Renin expression in the kidney decreased in mice on an HS diet. This suggests that hypervolemia induced by a HS diet could induce the kidney to produce less renin. Furthermore, the increase in creatinine clearance, urea, and consequently GFR, suggests glomerular injury from the exposure to HF and HS diets. This subject seems to be complex, as elements of RAS are expressed along the entire nephron, including angiotensinogen secreted by the proximal tubule and renin expressed in the connecting tubule, may participate in the regulation of sodium reabsorption at multiple sites of the nephron. The response of tubular RAS to stepwise changes in dietary sodium has been investigated in two mouse strains (salt-sensitive C57BL/6 and salt-resistant CD1), resulting in no alteration in plasma angiotensinogen by a sodium regimen, whereas plasma renin increased twofold under low sodium. Angiotensinogen and renin excretion were significantly higher under high sodium than under low sodium conditions. C57BL/6 mice exhibited significantly higher urinary excretion of angiotensinogen than did CD1 animals under either condition of sodium intake. The extent to which these urinary parameters reflect systemic or tubular responses to challenges of sodium homeostasis may depend on the relative contribution of sodium restriction and volume depletion [28].

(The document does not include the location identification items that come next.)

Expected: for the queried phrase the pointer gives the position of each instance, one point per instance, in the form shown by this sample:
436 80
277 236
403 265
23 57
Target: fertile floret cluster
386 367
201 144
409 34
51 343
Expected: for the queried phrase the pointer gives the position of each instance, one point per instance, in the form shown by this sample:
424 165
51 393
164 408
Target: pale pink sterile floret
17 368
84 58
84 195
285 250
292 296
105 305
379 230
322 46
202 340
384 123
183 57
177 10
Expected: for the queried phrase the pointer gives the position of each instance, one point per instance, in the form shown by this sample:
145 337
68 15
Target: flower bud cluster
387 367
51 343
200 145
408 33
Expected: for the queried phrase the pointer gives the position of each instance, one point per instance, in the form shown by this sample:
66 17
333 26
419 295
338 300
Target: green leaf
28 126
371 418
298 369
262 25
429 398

In conclusion, the present findings suggest that the association of HF and HS diets can induce elevated BP and concomitant ultrastructural changes in cardiomyocytes, raising the production of ANP, altering blood lipids and carbohydrate metabolism, and reducing kidney renin expression. Therefore, HF-HS intake by mice mimics Western food consumption nowadays and could be considered a reliable model of a cluster of symptoms of so-called ‘metabolic syndrome’ in humans.